The R2C program is designed to help researchers, academics, and entrepreneurs bridge the gap between innovative research ideas and commercial success.
It often involves collaboration between researchers, industry partners, and investors to create a viable commercial product or service.
During the inaugural phase of the R2C program, which aimed to bridge the gap between innovative research ideas and commercial success, over 500 participants across 28 institutions underwent training.
30 innovators participated in an intensive 11-week training, with four securing an impressive funding of Sh48 million.
Chief Executive Officer (CEO) of KeNIA, Dr Tonny Omwansa emphasized the government’s increased efforts to improve the policy environment, infrastructure, funding, access to market, and human capacity within the innovation sector.
Structured interventions within the sector are recognized as crucial for leveraging the knowledge economy for economic growth and sustainability.
“Capacitating institutions to run similar programs internally will enable scaling and benefit more innovators,” Dr Omwansa elaborated.

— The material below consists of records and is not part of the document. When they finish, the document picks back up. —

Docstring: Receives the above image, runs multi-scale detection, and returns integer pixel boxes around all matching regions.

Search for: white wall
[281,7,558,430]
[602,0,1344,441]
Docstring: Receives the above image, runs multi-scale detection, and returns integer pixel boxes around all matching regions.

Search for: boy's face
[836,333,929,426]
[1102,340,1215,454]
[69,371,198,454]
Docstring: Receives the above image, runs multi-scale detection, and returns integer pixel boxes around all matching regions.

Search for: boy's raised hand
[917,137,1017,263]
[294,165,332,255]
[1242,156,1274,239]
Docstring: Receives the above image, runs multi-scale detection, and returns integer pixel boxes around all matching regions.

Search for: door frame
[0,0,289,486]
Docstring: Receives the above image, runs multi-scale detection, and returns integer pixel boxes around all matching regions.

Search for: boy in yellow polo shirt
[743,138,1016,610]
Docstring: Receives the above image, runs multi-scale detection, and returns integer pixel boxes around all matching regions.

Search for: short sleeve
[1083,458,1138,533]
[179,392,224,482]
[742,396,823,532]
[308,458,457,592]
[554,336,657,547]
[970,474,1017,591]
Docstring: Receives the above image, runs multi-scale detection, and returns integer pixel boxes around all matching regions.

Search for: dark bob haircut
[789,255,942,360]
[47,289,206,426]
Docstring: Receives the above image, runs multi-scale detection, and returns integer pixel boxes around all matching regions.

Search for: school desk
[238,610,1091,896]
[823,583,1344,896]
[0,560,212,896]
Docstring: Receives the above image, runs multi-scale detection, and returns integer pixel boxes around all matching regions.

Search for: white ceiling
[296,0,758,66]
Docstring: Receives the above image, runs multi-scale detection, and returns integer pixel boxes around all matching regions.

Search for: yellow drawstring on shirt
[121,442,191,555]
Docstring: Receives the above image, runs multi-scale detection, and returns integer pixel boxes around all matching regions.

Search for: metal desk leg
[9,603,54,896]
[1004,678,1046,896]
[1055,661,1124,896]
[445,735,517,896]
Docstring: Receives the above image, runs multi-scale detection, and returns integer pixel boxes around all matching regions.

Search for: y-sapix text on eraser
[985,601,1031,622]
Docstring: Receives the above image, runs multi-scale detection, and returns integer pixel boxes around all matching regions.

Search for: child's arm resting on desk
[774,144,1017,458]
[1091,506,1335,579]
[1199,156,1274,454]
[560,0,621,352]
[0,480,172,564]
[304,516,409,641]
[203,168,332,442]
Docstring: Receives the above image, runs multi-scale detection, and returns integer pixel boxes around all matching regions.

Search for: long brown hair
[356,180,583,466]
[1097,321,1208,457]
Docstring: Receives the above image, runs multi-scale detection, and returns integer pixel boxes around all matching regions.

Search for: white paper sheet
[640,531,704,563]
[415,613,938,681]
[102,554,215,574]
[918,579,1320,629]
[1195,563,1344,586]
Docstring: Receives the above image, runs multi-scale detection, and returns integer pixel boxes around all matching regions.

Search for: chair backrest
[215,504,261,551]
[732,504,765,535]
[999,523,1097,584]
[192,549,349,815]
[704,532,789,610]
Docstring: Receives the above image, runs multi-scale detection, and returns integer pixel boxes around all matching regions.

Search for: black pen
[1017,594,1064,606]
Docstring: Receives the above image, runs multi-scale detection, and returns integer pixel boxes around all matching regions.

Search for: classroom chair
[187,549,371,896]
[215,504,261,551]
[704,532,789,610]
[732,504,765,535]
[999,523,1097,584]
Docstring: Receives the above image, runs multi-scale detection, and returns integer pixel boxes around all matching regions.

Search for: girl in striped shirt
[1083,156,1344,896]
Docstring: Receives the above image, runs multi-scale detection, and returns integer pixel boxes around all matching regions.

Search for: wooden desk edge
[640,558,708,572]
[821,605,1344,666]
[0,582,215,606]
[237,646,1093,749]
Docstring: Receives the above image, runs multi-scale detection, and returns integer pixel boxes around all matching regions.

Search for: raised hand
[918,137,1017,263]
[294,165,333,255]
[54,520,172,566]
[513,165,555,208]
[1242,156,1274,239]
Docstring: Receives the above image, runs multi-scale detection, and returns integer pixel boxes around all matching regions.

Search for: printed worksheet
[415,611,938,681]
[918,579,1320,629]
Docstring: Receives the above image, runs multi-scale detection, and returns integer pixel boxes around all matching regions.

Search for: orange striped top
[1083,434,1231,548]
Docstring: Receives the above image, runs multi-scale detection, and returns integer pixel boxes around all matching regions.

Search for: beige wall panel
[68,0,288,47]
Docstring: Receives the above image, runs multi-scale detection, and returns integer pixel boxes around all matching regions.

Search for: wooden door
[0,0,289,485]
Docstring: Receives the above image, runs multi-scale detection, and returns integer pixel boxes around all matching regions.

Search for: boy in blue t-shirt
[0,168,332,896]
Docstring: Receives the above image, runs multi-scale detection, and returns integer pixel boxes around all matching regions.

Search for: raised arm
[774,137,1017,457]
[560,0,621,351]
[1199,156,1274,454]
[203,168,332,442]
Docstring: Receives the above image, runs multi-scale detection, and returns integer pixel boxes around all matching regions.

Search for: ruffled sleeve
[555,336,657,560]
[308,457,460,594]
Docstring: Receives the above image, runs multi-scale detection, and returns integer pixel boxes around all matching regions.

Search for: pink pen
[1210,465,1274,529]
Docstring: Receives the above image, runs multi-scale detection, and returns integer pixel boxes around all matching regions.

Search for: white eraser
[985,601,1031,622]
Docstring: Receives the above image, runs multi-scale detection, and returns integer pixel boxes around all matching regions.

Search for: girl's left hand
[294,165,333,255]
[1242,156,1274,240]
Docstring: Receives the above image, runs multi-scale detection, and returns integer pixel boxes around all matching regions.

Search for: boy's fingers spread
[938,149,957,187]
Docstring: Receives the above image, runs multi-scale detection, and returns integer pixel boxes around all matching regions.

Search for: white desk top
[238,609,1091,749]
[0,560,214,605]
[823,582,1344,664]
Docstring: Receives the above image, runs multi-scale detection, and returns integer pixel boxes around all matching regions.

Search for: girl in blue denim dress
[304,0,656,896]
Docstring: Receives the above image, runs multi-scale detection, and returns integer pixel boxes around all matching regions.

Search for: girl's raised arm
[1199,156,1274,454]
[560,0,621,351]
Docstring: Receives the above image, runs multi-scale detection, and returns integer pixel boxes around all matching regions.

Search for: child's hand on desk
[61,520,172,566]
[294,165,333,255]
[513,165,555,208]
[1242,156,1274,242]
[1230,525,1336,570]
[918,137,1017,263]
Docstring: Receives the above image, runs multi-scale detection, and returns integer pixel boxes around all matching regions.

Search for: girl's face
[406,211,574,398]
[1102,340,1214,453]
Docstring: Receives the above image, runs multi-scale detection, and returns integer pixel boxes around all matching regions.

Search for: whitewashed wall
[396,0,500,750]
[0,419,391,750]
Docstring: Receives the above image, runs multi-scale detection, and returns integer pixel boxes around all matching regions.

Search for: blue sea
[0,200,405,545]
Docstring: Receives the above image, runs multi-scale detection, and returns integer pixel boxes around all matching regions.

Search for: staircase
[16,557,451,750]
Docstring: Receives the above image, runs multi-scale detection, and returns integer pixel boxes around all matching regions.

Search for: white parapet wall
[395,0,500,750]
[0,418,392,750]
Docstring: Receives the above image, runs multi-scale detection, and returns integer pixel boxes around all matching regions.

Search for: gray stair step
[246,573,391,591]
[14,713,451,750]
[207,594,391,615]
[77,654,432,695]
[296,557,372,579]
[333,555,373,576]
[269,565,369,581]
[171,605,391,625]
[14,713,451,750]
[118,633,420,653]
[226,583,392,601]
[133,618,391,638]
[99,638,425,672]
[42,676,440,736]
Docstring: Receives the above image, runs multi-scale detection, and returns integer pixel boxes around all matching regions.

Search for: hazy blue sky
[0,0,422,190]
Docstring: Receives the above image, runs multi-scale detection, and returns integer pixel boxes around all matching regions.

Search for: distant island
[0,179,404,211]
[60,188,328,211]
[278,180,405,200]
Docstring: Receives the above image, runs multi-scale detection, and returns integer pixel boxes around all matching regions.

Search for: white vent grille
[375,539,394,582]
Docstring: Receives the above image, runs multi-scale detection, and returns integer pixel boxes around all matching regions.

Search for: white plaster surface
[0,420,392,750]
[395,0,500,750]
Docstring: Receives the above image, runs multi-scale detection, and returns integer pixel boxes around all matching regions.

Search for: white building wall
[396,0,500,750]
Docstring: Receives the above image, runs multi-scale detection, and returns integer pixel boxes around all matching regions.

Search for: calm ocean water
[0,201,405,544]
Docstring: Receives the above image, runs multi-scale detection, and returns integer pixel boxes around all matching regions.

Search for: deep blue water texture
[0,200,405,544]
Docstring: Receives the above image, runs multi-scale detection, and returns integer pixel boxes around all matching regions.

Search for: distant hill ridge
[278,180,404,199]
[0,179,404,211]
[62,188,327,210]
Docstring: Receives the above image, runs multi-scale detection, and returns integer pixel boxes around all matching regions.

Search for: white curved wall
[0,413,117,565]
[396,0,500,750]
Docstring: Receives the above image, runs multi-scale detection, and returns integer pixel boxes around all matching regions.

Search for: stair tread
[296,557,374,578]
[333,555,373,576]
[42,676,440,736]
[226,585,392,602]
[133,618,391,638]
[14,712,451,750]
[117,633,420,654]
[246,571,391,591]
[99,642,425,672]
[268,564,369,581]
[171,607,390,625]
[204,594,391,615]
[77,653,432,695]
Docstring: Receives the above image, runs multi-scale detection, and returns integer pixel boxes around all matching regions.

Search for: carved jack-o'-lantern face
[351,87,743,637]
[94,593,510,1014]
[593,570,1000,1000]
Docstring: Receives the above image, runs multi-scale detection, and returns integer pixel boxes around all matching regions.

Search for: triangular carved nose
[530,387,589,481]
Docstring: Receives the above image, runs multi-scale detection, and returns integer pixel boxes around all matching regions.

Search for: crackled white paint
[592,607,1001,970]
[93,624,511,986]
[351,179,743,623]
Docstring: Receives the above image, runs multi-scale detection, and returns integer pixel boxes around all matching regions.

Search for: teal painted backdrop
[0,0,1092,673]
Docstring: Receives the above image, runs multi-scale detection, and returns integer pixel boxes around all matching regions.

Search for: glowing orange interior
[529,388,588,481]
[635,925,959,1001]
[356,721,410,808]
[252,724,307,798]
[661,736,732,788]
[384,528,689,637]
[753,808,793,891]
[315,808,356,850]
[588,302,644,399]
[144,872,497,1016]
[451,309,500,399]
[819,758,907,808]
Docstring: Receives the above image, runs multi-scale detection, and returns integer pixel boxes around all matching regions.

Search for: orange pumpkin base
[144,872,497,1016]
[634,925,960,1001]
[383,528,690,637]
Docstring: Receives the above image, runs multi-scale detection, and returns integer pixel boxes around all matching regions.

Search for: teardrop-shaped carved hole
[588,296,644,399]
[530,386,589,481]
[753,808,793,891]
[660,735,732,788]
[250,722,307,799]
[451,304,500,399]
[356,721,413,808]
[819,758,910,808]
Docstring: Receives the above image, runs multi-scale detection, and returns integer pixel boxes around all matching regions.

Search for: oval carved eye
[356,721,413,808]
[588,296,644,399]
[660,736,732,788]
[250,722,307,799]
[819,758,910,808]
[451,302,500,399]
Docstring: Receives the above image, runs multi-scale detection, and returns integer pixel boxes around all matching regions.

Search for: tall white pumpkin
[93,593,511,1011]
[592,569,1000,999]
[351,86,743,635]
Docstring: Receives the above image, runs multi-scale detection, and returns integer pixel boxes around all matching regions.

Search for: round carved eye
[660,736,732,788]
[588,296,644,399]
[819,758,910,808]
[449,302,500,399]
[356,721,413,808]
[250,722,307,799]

As part of the accelerator program, innovators undergo a six-month intensive training covering essential aspects such as business formation, intellectual property, and go-to-market strategies, complemented by mentorship and commercialization support.
Founder of Viktoria Ventures, Stephen Gugu, highlighted the three key metrics for measuring success as an innovator: funding raised, sales made, and jobs created.
According to the Africa: The Big Deal startup funding report, Kenya’s startup ecosystem commanded the largest share on the continent in 2023, with $800 million raised, representing 28% of the continent’s total.
In 2023, Kenya’s share of Eastern Africa’s funding grew to 91%, with 93 Kenyan startups raising over $100,000.
Egyptian startups ranked second ($640 million) , followed by South Africa ($600) million and Nigeria ($410 million).
“Phase 2 of the R2C program will feature a distinguished cohort of innovators selected for their pioneering concepts and broad expertise, poised to drive industry transformation and positive change, both locally and globally,” KeNIA noted.